Dos días después los tres nos reunimos otra vez para ir juntos a la boda de Clepeta y Finisterre. Fishfin contrató un enorme autobús de lujo tirado por nueve cuélebres asturianos para transportar a sus invitados. Entre estos estábamos nosotros y mis abuelos maternos. El abuelo estaba hecho un energúmeno porque la abuela le había obligado salir de su casa para asistir a la boda.

“Ha sido tu fiel empleado durante dos siglos. Se lo debes. Así que deja de rugir como un león enloquecido y métete de una vez en el autobús,” le decía la abuela al abuelo.

“¿Yo ir en autobús? ¿Y tirado por unas serpientes que no conozco de nada? Seguro que son unas indocumentadas.”

“Pero que tonterías dices. Si tú eres el primero que nunca ha querido saber nada de documentos.”

 “¿Dónde está mi carro de dragones?”

“¡Te digo que subas! ¡Ya está bien, Aeterno! ¡Qué eres un pesado! ¡Y deja de llamar traidor al novio!
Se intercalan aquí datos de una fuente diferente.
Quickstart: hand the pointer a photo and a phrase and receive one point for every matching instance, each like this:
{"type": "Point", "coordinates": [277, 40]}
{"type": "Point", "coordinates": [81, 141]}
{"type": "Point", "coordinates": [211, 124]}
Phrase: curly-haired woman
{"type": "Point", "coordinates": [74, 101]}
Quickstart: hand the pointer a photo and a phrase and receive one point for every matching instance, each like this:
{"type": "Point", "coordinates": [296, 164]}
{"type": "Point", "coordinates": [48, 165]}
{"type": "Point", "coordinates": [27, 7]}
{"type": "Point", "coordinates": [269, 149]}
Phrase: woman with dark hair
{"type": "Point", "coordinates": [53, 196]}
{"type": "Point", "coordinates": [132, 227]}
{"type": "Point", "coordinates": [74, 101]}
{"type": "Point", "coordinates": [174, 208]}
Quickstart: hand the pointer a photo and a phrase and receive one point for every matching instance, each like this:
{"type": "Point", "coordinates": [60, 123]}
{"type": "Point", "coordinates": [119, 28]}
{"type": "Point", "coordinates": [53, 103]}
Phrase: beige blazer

Tiene derecho a casarse y vivir donde quiera.”

“¿Yo? ¿Yo pesado? ¡Sí yo no le doy la lata a nadie! Yo me escondo de todos. Ellos me persiguen para dármela a mí.”

“Venga, Papá, sube de una vez, que vas a hacer que lleguemos tarde,” le dijo Tito Ricatierra a su padre. “No es para tanto. Sólo serán unas horas de tu eternidad.”

“Sí lo es. Y para colmo, esto se repite. Porque tú también te vas a casar.”

“Lo he hecho mil veces y tú sabes muy bien que nunca te he invitado a mis bodas. He hecho todo lo posible por no molestarte. Es que esta vez va en serio y Tía Cybela dice que si tú no asistes no lo va a parecer.”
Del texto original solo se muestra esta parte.